Soviel dafür spricht, Normalität zu simulieren und Veranstaltungen wie ein harmloses Fußballspiel mit starker Hand durchzuziehen – im Medienzeitalter geht diese Rechnung nicht mehr so leicht auf. Zumal, wenn das „Nationale Infotelefon“ die braunen Sympathisanten schon zu einem „Geburtstagsständchen“ geladen hat. Daß irgendwelche durchgeknallten Führer-Fans mehr oder weniger heimlich Geburtstags-Aufzüge veranstalten, wird sich wohl nie verhindern lassen, eine internationale Medienbühne muß man dafür aber nicht zur Verfügung stellen. Es sei denn, man benutzte diesen Köder, um ihnen vor den Augen der Weltöffentlichkeit einmal höllisch eins auf die Mütze zu geben – aber mit derart medienwirksamer Polizeitaktik (und aktiver Außenpolitik) ist nicht zu rechnen. Statt dessen schließt der Regierende Diepgen lieber Verträge ab, nach denen ich mich als Berliner jetzt dem himmlischen Friedens-Kommando in Peking partnerstädtisch verbunden fühlen darf – „aus wirtschaftlichen Gründen“, weil's in Berlin Zukunftsarbeitsplätze sichert. Wen interessiert da noch das Massakerchen von vorgestern...

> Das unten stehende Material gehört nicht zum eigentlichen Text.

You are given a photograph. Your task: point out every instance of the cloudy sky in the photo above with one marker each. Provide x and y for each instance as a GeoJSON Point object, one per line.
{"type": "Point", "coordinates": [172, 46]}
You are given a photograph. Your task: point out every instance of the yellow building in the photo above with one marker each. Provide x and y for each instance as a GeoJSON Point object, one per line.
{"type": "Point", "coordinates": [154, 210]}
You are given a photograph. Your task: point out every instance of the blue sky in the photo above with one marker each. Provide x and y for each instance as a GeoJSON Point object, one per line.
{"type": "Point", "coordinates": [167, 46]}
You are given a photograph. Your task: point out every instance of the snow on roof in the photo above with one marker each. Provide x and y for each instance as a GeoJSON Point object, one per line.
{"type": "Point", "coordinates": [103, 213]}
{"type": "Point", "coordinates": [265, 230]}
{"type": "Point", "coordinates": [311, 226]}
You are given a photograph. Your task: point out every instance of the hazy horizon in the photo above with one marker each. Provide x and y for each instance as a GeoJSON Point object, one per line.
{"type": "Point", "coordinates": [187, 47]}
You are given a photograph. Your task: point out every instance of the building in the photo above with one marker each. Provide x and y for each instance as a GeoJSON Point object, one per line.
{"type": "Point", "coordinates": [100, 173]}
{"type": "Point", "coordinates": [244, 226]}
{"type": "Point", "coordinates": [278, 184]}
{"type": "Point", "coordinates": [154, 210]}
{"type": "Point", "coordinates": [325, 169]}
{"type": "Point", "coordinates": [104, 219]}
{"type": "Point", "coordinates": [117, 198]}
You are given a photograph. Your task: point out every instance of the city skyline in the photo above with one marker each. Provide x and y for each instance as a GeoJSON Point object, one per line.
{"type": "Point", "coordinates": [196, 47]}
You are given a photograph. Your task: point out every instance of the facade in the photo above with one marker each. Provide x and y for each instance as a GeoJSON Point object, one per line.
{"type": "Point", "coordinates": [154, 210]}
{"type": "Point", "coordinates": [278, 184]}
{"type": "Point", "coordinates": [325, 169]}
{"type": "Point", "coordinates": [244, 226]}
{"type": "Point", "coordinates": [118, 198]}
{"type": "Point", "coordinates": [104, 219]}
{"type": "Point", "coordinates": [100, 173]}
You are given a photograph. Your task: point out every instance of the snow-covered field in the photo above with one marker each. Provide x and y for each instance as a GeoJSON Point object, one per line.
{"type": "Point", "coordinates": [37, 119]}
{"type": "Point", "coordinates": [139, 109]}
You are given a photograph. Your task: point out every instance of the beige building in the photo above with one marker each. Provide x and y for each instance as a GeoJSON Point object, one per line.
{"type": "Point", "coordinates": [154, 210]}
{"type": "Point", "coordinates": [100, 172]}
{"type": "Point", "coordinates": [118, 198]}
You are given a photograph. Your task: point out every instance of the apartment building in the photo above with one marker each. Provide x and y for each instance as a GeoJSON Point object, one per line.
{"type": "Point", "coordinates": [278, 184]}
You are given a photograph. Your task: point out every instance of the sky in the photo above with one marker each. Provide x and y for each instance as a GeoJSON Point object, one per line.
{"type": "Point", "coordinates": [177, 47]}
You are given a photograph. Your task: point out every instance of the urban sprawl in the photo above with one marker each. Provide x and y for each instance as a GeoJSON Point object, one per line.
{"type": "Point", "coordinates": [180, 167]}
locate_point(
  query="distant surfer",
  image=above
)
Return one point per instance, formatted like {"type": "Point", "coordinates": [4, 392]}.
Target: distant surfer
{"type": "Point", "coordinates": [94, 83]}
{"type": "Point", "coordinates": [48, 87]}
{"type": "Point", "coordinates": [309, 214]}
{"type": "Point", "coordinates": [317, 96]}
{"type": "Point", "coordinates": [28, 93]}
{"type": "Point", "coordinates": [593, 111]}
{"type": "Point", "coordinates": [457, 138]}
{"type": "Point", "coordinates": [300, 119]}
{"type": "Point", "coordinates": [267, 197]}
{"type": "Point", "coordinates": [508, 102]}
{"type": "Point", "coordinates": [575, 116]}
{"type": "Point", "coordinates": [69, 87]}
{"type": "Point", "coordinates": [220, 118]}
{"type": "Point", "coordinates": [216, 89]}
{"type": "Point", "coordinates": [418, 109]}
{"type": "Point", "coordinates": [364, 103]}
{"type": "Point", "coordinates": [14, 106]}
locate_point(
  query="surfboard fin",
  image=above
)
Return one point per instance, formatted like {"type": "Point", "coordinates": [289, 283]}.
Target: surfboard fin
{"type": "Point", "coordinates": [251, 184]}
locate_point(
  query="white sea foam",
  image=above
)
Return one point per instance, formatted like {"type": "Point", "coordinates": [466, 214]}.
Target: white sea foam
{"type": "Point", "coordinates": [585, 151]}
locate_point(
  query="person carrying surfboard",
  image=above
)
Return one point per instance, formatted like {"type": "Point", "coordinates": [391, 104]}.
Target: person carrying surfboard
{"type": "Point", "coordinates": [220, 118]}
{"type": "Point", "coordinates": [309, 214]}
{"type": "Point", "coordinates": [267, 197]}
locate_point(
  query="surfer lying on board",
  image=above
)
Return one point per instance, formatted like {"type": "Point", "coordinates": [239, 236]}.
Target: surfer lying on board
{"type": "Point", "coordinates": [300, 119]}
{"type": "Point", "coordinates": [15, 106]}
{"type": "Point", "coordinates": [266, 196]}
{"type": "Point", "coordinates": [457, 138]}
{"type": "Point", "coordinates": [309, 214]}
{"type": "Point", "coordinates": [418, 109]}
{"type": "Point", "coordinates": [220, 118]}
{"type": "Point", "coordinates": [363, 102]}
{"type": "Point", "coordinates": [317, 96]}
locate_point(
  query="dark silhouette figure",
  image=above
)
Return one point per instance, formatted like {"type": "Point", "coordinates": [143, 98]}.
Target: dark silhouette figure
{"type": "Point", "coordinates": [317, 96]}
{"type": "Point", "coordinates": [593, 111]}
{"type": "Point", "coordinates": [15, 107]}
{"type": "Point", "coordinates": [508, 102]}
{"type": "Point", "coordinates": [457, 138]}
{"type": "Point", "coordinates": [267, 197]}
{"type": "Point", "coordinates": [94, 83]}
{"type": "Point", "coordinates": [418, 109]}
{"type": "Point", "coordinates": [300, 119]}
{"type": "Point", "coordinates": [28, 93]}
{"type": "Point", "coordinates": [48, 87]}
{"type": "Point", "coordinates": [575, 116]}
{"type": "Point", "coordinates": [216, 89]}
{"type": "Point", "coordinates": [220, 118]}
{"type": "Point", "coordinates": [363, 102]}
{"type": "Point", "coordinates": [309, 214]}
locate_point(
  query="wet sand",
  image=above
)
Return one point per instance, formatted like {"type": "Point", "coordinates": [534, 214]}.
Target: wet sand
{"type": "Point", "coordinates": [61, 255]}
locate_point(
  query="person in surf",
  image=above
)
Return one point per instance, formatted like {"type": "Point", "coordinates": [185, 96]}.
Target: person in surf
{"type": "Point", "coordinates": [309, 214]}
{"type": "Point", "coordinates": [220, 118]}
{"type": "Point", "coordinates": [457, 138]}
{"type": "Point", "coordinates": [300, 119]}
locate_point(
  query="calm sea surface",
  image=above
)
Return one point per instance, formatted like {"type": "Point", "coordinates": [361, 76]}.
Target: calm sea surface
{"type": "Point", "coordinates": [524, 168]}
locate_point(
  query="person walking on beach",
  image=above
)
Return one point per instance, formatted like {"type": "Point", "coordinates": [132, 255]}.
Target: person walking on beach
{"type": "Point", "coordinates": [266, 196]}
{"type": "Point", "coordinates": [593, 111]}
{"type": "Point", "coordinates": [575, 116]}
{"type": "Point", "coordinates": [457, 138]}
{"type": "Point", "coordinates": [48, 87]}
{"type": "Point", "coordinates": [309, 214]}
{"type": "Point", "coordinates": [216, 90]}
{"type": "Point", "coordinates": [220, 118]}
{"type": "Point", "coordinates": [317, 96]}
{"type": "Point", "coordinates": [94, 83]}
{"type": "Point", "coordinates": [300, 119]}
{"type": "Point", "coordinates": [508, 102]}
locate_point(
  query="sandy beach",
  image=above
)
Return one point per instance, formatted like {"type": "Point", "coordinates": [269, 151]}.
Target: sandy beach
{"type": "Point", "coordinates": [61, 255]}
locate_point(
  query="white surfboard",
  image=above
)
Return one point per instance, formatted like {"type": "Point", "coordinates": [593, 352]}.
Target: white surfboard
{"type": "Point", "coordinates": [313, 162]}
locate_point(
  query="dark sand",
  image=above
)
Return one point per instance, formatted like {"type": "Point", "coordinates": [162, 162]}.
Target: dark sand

Auch der Hitler-Geburtstag hat jahrzehntelang niemanden interessiert, neuerdings ticken die Uhren in Deutschland jedoch anders. In Fußballarenen wird statt „Schiedsrichter, Telefon!“ eher „Ausländer raus!“ skandiert, nicht immer, aber immer öfter, wie zuletzt beim Spiel Frankfurt gegen Salzburg, als jede Ballberührung des Ghanaers Yeboah von Buhrufen begleitet war. Auch wenn es die Aufgabe von Großveranstaltungen wie Länderspielen ist, Nationalismus in Folklore, brutalen Krieg in fairen Wettkampf zu verwandeln – wenn kriegerische Parolen und brutales Gehabe die Überhand gewinnen, ist's nichts mehr mit unpolitischem Gekicke. Wenn also am 20. April ein „Triumph des Willens“ im Olympiastadion wiederholt werden soll, dann allenfalls die Masturbations- Meisterschaften zwischen Reps und DVU.